Moreno'dan Psikodrama, Perl'den Gestalt, Reich'dan Beden Farkındalığı, Transpersonal Terapi ve en son olarak da Bessel Van der Kolk ve Harward Psikiyatri araştırmacılarının birlikte geliştirdiği Travma Terapisi, Regresyon çalışmasına katılmıştır.

Regresyon çalışması aracılığıyla, kişi derin seviyede fiziksel, duygusal, zihinsel ve ruhsal şifaya kavuşabilir.
Regresyon; Geçmiş yaşamımızda ya da şimdiki yaşamımızda yaşadığımız olayların bizde yarattığı inanç ve davranış kalıpları ve bunlara bağlı gelişen duyguların hayatımızda ki etkilerini fark edip bu olaylarla ilgili bakış açımızı yeniden düzenlememize de yardım eden bir araçtır.

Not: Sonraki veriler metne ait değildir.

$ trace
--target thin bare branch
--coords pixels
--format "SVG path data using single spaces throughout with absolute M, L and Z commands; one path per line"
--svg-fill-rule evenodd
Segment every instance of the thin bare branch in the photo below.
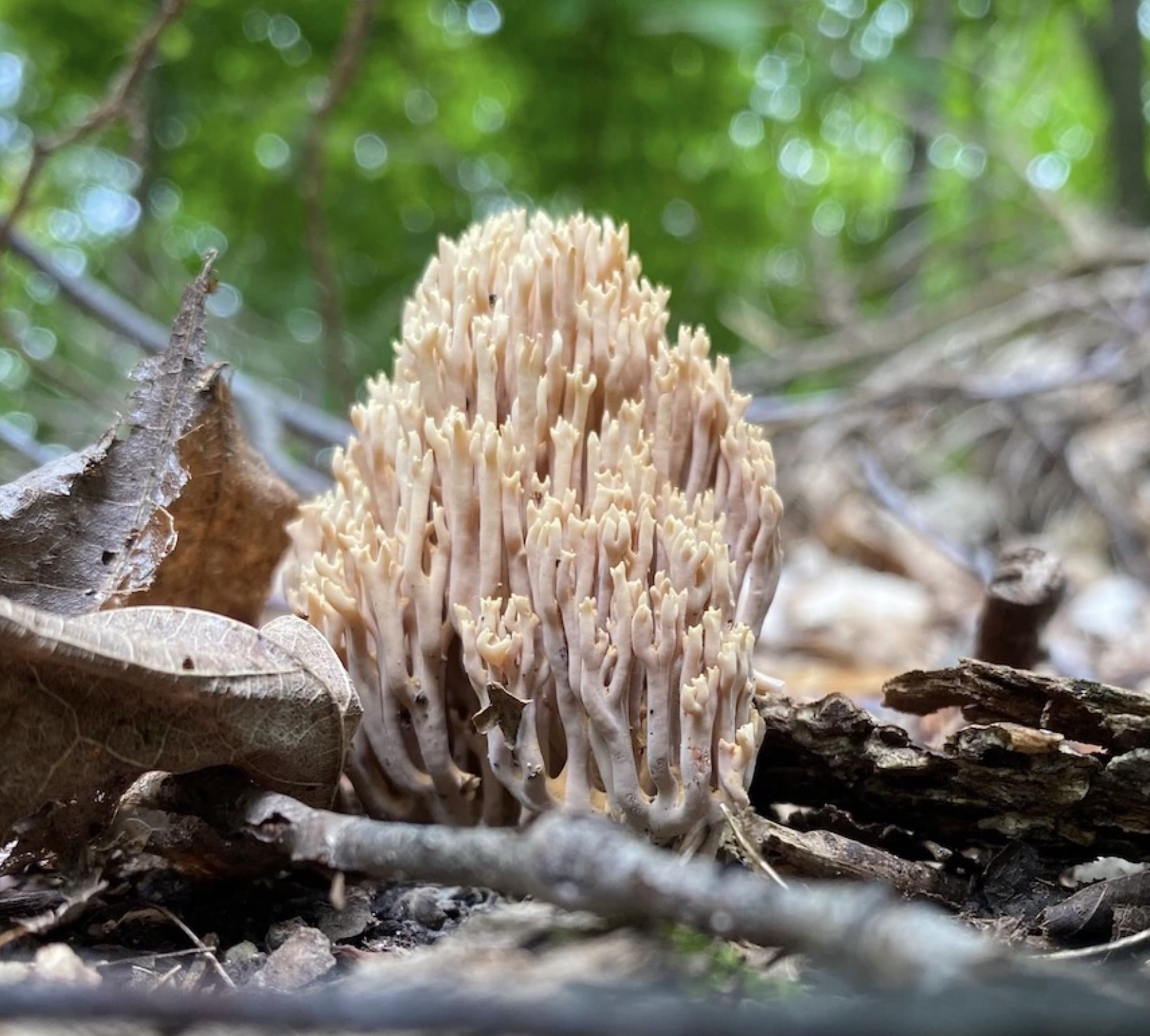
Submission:
M 629 922 L 672 921 L 806 953 L 859 977 L 940 988 L 1004 959 L 995 943 L 877 885 L 780 889 L 745 870 L 654 849 L 599 816 L 560 813 L 526 831 L 385 823 L 237 785 L 230 774 L 163 782 L 156 805 L 194 812 L 297 864 L 379 878 L 482 885 Z
M 163 0 L 155 17 L 144 26 L 132 46 L 128 60 L 108 85 L 108 92 L 84 118 L 75 125 L 51 136 L 37 137 L 32 141 L 32 155 L 24 170 L 24 178 L 16 189 L 16 197 L 0 222 L 0 251 L 3 250 L 13 227 L 28 207 L 40 174 L 47 160 L 61 148 L 97 133 L 128 114 L 129 101 L 140 79 L 147 72 L 163 30 L 179 17 L 187 0 Z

Hayatımızda sorun, sıkıntı, hastalık gibi yaşadığımız tüm olumsuzlukların sebepleri biz farkında olsak da olmasak da içimizde, bilinçaltımızda kayıtlıdır.  Geçmiş Yaşam, Regresyon çalışmaları ile bu kayıtlar bulunur ve etkileri ortadan kaldırılır. Böylece bu yaşama yansıyan etkileri de ortadan kalkmış olur.
 " Regresyon için; Kişinin kendi ile yaptığı bir çeşit yüzleşmedir diyebiliriz. Kendi içinde fark ettiği negatif olumsuz etkilerin temizlenme ve arınma sürecidir. "
 Bu çalışma ile asıl olanın yaşamda ki deneyimler olduğunu yeniden hatırlayarak ve deneyimleyerek fark etmek rahatlatıcı bir durumdur.

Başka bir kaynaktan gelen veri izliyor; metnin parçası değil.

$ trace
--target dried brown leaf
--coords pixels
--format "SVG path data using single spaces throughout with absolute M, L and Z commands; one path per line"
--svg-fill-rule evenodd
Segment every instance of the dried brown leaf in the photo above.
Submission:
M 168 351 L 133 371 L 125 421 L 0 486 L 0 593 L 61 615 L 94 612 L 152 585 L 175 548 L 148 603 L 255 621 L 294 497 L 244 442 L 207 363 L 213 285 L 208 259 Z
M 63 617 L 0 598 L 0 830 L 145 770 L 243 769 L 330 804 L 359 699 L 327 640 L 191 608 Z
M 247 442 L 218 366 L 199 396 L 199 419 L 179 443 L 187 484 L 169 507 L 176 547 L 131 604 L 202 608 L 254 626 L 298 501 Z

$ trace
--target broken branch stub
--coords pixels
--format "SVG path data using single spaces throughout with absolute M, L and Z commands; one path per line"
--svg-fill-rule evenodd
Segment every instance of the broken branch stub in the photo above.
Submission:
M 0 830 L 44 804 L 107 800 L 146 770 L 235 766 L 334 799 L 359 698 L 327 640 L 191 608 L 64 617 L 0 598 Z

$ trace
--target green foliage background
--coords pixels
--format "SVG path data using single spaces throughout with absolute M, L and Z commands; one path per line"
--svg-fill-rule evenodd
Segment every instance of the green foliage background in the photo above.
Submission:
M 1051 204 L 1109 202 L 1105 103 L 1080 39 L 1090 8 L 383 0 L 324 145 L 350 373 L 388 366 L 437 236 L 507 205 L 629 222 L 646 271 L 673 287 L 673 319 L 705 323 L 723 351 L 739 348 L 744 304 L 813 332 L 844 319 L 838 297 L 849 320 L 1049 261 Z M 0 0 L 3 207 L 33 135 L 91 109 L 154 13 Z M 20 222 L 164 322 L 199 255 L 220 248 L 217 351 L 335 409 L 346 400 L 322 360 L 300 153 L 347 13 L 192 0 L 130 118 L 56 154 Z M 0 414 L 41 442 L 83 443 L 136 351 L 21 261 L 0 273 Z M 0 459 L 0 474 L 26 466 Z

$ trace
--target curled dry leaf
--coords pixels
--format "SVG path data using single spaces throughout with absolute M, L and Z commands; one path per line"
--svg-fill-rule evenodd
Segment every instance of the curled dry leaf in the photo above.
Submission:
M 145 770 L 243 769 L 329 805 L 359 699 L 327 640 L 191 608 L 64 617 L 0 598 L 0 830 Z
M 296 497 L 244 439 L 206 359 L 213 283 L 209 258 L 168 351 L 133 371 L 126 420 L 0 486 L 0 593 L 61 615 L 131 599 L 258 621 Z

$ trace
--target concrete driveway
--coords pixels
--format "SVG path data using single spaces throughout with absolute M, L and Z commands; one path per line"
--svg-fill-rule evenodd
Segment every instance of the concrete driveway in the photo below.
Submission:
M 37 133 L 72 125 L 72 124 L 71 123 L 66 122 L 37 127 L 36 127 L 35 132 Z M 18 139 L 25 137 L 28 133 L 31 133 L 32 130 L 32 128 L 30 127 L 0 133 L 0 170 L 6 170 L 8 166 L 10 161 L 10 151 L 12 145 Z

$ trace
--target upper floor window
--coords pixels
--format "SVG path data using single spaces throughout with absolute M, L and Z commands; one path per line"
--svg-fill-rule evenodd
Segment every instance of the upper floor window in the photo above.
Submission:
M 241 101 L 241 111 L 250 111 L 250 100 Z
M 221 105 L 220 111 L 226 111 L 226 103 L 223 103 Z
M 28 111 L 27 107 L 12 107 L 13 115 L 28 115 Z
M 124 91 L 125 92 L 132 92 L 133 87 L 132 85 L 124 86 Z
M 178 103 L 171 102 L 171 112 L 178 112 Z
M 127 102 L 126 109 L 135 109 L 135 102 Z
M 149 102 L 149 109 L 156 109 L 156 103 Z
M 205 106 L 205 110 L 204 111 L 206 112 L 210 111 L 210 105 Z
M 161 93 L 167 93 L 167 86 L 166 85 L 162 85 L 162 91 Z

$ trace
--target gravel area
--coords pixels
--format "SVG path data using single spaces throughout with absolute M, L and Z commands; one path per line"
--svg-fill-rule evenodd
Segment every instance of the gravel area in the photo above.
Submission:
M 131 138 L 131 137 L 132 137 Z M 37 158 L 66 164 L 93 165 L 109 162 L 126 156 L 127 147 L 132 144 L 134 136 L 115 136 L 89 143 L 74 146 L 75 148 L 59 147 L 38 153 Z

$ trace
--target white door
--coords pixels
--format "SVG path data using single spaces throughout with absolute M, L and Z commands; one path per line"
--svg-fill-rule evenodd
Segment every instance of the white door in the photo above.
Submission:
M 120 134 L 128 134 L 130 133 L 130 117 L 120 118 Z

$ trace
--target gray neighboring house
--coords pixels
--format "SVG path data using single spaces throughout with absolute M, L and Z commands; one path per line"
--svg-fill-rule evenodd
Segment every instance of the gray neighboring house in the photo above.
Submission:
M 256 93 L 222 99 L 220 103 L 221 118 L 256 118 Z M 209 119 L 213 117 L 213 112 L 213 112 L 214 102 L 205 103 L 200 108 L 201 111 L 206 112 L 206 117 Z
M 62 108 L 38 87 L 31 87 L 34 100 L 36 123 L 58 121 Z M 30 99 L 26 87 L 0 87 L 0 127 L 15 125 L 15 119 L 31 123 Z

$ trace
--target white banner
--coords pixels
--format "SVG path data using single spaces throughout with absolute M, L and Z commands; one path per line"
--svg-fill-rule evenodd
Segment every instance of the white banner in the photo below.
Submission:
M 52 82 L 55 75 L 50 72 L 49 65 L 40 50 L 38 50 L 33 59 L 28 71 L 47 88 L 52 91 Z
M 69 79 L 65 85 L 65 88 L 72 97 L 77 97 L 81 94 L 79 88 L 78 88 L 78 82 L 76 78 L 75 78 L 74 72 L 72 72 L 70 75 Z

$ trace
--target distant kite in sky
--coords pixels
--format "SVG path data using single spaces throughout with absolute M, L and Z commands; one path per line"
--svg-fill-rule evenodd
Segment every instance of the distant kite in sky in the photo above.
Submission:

 Regresyon terapisi sırasında; tüm söylenilenler, dışarıdan gelen tüm sesleri duyarken aynı zamanda bilincinizin bir başka boyutu da geçmiş yaşamınızı deneyimliyor olacaktır. Danışanın katılımı ile yaşanılan sorunlara kökten çözüm sağlanabilmektedir.


Geçmiş yaşam çalışması için, yeniden doğuşa inanmak gerekli midir?

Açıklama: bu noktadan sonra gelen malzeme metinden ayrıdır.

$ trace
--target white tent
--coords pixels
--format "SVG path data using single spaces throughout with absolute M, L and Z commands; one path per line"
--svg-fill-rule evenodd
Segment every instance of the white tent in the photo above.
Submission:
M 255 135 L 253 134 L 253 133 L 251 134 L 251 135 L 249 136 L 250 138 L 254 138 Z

Yaşamımızda var olan sorunlarımızın kökenleri için birçok teori ortaya atılmıştır.

Bunlar;

•    Tekrar tekrar doğuyoruz ve gelirken eski kayıtları da beraberimizde getiriyoruz.
•    Atalarımızdan bize duygusal kayıtlar miras olarak geliyor.
•    Kollektif bilinç teorisi.
gibi teoriler ile açıklanmaya çalışılmıştır.

Ancak bu çalışmalar için  yeniden doğuşa inanma zorunluluğu bulunmamaktadır.

Bu teorilerden hangisinin doğru olduğunun da önemi yoktur…

Önemli olan bu kayıtların, hayatımıza yön vermesinin yapılan çalışmalar ile farkına varılıp bunların şifalanmasıdır.